Researchers from Queen’s University Belfast designed a 3D-printed bandage, known as a scaffold, which presents an innovative method of treatment to heal diabetic foot ulcers (DFUs). The new discovery combines lipid nanoparticles and hydrogels, which are used to create personalized skin-like 3D printed scaffolds. These scaffolds release both a bulk and sustained release of antibiotic loaded molecules to treat diabetic ulcers.
The combination has been shown to greatly improve patient outcomes and has the added benefit of being a more sustainable, efficient, and cost-effective method of treatment as the future scaffolds can be easily produced within the hospital setting.
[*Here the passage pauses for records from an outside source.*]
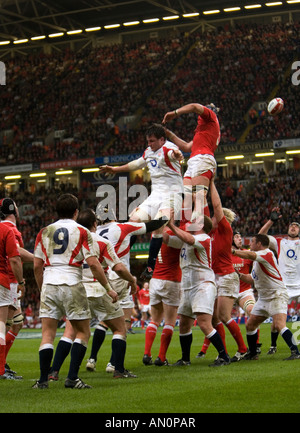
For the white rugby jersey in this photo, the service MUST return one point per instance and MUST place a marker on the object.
(195, 262)
(266, 275)
(119, 235)
(289, 261)
(63, 245)
(106, 255)
(165, 171)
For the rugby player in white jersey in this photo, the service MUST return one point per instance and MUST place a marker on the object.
(199, 289)
(165, 293)
(288, 252)
(272, 295)
(120, 235)
(163, 161)
(60, 251)
(109, 314)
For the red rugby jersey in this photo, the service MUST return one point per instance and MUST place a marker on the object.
(244, 267)
(207, 134)
(20, 243)
(8, 249)
(221, 248)
(167, 266)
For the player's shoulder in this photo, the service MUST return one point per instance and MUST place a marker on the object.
(169, 145)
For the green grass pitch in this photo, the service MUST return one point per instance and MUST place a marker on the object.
(269, 385)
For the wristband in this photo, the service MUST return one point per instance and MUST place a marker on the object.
(107, 287)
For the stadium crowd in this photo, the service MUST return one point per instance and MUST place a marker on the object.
(252, 205)
(80, 92)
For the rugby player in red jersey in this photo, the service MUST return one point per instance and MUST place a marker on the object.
(164, 297)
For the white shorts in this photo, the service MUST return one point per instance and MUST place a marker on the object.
(244, 294)
(70, 301)
(168, 292)
(145, 308)
(102, 308)
(198, 300)
(127, 302)
(293, 292)
(15, 301)
(121, 287)
(159, 200)
(199, 164)
(228, 285)
(5, 297)
(268, 308)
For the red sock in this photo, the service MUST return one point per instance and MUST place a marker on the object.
(235, 331)
(206, 210)
(2, 359)
(221, 330)
(165, 341)
(149, 337)
(205, 345)
(10, 338)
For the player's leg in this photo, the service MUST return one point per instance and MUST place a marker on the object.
(251, 330)
(247, 303)
(49, 328)
(170, 316)
(118, 344)
(82, 335)
(151, 330)
(279, 321)
(204, 321)
(3, 319)
(186, 339)
(63, 349)
(200, 189)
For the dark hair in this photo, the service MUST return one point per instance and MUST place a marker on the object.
(263, 239)
(207, 227)
(66, 206)
(87, 218)
(157, 130)
(7, 207)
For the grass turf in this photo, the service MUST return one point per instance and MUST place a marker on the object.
(265, 386)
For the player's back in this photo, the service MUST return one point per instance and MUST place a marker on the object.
(207, 134)
(289, 261)
(119, 235)
(195, 261)
(63, 245)
(8, 248)
(19, 242)
(266, 275)
(165, 172)
(221, 248)
(167, 266)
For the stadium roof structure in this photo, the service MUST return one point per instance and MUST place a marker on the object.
(22, 20)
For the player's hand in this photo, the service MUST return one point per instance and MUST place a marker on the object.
(133, 288)
(169, 116)
(178, 155)
(106, 169)
(113, 295)
(275, 214)
(21, 290)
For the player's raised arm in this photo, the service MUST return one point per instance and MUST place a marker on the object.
(185, 109)
(182, 144)
(131, 166)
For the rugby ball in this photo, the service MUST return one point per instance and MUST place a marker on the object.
(275, 106)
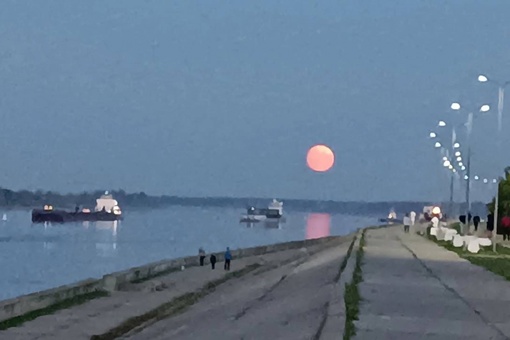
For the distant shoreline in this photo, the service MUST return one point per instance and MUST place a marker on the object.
(25, 199)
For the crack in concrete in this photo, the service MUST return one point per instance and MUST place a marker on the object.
(325, 309)
(260, 298)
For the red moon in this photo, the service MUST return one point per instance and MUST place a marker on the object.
(320, 158)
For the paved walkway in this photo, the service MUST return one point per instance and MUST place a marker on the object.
(100, 315)
(414, 289)
(288, 303)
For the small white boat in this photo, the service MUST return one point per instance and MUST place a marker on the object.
(274, 212)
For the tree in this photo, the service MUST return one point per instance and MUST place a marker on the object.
(504, 196)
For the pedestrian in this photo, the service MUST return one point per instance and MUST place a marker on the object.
(201, 255)
(412, 215)
(476, 222)
(505, 226)
(407, 223)
(228, 258)
(213, 261)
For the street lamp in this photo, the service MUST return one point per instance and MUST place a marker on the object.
(501, 95)
(469, 124)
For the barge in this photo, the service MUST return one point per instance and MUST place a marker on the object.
(107, 209)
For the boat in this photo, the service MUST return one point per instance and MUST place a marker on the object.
(392, 217)
(274, 212)
(107, 209)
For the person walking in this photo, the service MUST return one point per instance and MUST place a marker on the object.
(505, 227)
(476, 222)
(201, 255)
(412, 215)
(228, 258)
(213, 261)
(407, 223)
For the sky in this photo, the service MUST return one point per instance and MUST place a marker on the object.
(224, 98)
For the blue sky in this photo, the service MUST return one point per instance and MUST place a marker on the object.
(223, 98)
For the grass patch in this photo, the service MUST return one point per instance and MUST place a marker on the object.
(150, 277)
(497, 262)
(352, 296)
(172, 307)
(68, 303)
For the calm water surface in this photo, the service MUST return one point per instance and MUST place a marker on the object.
(35, 257)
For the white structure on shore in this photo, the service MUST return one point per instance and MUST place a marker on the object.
(107, 203)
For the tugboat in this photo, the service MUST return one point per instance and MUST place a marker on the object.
(392, 218)
(107, 209)
(274, 212)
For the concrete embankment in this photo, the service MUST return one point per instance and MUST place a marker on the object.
(141, 290)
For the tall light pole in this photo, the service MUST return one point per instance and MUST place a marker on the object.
(496, 209)
(455, 155)
(501, 95)
(469, 125)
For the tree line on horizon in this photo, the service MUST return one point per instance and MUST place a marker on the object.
(39, 198)
(504, 196)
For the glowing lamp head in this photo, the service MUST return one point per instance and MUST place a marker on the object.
(482, 78)
(320, 158)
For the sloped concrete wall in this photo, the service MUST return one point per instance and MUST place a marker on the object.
(112, 282)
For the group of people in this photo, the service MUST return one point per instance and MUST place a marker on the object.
(212, 258)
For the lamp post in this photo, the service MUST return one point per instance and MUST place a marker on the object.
(496, 208)
(469, 125)
(501, 95)
(456, 155)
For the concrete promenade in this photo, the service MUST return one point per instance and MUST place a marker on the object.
(285, 297)
(415, 289)
(411, 289)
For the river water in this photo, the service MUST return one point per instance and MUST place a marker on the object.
(35, 257)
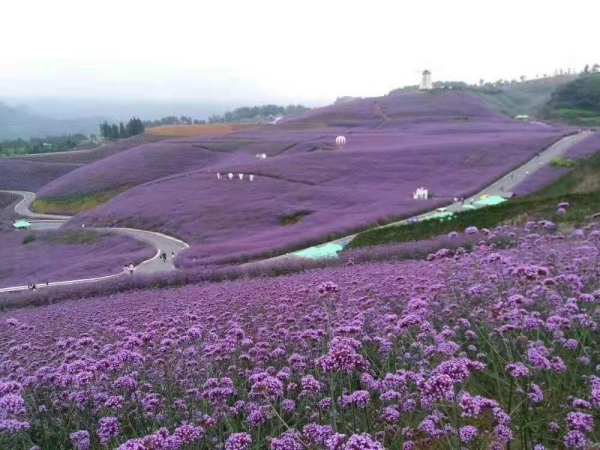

The use of drug-loaded scaffolds to treat DFUs has previously been shown to be successful by the same team. To create this new scaffold, the research team used a 3D bioprinting technique that combines two bioinks in one single filament.
The inner core of the filament is a nanocomposite hydrogel that contains lipid nanoparticles encapsulated with thyme oil. The outer shell of the filament is represented by a hybrid hydrogel and enriched with free thyme oil. Thyme oil and other essential oils have a promising future as an all-natural antibiotic replacement, helping address the issue of increasing incidences of antimicrobial resistance.
This combination provides two different release ratios of the drug molecule; a bulk release for the first 24 hours and a sustained release for up to ten days. This enables an initial disease prevention post-administration, which may be the highest-risk time, followed by sustained infection prevention during the following days of antimicrobial efficacy.
“This innovative, personalized, and sustainable approach provides the healing needed for the diabetic foot ulcers, to avoid any complications, and enables doctors to monitor the healing constantly,” said Dimitrios Lamprou, PhD, lead on the project and chair biofabrication and advanced manufacturing at the university. “This avoids needing to remove dressing constantly, which can provoke infection and delay the healing process. Medical professionals also do not need to change the drug dosage as this double release supports that need.”
The open-access study, “Combining microfluidics and coaxial 3D-bioprinting for the manufacturing of diabetic wound healing dressings,” was published in Biomaterials Advances.
Editor’s note: This story was adapted from materials provided by Queen’s University Belfast.